Model Legislation: Scholarship Tax Credits

Introduction

In most of the country, a student’s access to educational opportunities is primarily determined by zip code and accident of birth. Wealthier families can afford to live in high-performing public school districts or to send their children to independent schools. Unfortunately, millions of low- and middle-income families only have one choice: their local, assigned district school.

Since no one school can best meet the diverse needs of all the children living in a given geographic area, policymakers have sought innovative methods of expanding educational opportunities.

The global research literature overwhelmingly demonstrates that student outcomes improve when parents are free to choose among a variety of schooling options. Likewise, a literature review of domestic research on educational choice programs revealed that 11 of 12 randomized-controlled studies—the gold standard of social science research—found that choice programs had a positive impact on participating students' academic performance. One study found no statistically significant difference. No gold standard study has found a negative impact. Other recent studies have found that school choice programs produce higher graduation rates, higher college enrollment, and even increased civic-mindedness.

Expanding educational choice and competition can also benefit students who remain at government-run district schools. In total, 22 of 23 studies have found that the academic performance of district school students improves as a result of increased competition. No study has found a negative outcome.

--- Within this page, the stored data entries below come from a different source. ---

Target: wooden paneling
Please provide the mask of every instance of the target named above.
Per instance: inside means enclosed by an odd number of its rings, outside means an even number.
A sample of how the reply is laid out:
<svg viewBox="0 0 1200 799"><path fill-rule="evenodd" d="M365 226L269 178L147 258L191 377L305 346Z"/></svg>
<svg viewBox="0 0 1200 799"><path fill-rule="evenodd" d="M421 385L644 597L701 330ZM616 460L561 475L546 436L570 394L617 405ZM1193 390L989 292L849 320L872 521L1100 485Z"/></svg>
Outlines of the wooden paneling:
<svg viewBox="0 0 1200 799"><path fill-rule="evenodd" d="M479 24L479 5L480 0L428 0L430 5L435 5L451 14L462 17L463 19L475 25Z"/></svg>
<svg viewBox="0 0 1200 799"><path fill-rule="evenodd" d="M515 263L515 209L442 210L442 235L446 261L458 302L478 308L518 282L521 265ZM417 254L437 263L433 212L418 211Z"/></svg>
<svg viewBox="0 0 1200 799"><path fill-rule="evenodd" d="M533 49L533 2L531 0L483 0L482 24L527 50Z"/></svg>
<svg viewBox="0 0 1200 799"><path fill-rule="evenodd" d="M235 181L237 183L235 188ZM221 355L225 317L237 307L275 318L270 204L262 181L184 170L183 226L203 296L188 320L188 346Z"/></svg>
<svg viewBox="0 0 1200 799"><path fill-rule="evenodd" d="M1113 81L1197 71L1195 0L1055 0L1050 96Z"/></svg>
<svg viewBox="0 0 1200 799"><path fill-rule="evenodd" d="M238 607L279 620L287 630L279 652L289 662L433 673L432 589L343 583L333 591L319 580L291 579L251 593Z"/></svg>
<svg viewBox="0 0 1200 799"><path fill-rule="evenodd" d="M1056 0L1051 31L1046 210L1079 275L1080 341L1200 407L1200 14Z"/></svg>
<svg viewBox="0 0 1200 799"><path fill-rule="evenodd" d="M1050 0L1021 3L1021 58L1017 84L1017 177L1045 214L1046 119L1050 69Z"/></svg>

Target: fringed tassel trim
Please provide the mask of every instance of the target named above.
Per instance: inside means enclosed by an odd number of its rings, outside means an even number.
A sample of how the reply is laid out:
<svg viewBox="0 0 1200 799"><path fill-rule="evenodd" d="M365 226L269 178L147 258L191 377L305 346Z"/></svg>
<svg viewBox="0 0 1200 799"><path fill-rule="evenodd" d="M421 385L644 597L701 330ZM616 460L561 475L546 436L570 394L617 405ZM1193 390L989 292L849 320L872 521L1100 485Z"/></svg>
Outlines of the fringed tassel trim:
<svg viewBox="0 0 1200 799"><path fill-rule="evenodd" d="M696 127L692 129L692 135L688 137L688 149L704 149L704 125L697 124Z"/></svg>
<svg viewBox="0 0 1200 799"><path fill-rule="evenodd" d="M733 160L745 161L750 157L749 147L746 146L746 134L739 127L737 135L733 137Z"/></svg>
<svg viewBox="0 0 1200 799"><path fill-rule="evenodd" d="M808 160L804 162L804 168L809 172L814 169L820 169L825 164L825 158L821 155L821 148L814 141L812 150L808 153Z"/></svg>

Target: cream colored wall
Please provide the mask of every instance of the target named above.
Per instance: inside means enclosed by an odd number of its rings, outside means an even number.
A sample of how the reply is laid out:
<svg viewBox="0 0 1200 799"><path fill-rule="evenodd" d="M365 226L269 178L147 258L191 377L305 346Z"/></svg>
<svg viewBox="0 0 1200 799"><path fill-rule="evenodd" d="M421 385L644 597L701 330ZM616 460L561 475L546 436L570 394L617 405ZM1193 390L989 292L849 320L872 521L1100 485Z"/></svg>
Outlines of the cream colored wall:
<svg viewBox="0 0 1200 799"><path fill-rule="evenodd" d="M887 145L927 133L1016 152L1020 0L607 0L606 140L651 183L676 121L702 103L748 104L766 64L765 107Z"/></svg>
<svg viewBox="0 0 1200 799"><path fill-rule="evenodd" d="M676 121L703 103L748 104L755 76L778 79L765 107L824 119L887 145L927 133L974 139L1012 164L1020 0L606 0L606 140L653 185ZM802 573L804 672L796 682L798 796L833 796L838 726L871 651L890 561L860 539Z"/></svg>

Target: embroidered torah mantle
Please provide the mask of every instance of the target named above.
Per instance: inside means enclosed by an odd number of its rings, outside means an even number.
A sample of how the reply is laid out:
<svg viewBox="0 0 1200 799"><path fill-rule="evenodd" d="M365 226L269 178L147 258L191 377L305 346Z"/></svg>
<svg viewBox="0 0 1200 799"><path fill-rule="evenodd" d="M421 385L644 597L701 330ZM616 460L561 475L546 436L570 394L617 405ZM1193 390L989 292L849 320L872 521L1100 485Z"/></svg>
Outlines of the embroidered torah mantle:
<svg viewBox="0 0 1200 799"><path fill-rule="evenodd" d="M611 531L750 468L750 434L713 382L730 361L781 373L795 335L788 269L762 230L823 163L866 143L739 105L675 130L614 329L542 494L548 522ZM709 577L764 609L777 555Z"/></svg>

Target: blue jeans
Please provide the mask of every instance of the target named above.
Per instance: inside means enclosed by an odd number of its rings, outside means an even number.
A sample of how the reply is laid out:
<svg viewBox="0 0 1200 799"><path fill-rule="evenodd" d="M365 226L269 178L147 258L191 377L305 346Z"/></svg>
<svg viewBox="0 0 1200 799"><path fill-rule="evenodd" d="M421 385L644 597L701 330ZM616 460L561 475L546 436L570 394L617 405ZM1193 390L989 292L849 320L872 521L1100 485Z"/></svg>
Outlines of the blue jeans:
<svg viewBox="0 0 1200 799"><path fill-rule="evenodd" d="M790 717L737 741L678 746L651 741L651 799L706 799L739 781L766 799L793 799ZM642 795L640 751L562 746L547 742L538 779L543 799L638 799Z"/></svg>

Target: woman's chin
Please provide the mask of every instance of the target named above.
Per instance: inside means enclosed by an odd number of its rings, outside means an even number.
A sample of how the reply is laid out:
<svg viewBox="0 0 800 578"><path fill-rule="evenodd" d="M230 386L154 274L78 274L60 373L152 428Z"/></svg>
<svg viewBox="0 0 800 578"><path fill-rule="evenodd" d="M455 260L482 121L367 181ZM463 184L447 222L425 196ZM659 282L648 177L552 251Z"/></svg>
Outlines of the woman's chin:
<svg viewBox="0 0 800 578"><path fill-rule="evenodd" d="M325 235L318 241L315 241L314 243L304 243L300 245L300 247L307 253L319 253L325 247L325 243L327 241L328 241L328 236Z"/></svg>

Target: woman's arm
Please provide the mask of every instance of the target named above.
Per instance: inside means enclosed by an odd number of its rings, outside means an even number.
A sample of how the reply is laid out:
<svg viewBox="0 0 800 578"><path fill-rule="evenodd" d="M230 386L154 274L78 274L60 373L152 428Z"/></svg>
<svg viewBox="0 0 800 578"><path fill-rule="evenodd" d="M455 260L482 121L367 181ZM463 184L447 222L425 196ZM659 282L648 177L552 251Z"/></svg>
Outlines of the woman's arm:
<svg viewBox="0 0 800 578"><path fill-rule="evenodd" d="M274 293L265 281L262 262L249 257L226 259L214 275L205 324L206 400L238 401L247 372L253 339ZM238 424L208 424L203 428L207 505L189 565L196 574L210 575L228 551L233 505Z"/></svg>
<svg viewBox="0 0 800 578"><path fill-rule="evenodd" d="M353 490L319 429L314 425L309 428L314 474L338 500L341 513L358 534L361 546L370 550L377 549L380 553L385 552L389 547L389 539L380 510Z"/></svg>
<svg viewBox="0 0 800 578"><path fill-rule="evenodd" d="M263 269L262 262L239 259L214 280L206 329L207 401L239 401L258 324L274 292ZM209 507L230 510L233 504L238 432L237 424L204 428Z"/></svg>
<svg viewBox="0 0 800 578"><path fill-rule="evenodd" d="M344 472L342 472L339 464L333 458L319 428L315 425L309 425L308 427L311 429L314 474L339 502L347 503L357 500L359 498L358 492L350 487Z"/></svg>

The most popular form of private educational choice program is the scholarship tax credit (STC) program. STC programs grant tax credits to individuals and/or corporations who donate to non-profit scholarship organizations that fund low- and middle-income students attending independent or home schools. There are currently more than 150,000 students participating in 16 STC programs operating in 13 states.

In survey after survey, parents of scholarship recipients express high levels of satisfaction with their chosen schools. In 2013, 98.6 percent of parents of scholarship recipients in Georgia reported being "very satisfied" or "satisfied" with their chosen school.

When designed and implemented properly, STC programs can expand educational options while saving money. Studies of the financial impact of STC programs in three states found that they saved money by decreasing government expenditures more than they decreased tax revenue. The most comprehensive study by the Florida legislature's nonpartisan Office of Program Policy Analysis and Government Accountability found that the Sunshine State’s STC program saved $1.44 in state expenses for every $1.00 of forgone state tax revenue.

Unlike school voucher programs, STC programs do not utilize public funds. That means they are more likely to pass constitutional muster where state constitutions forbid the expenditure of public funds at parochial schools. Likewise, STC programs are less likely to be over-regulated."

The model legislation proposed here shows how state-level policymakers can design a scholarship tax credit program that expands educational opportunities for the families who need them most without imposing any unnecessary or counterproductive regulations.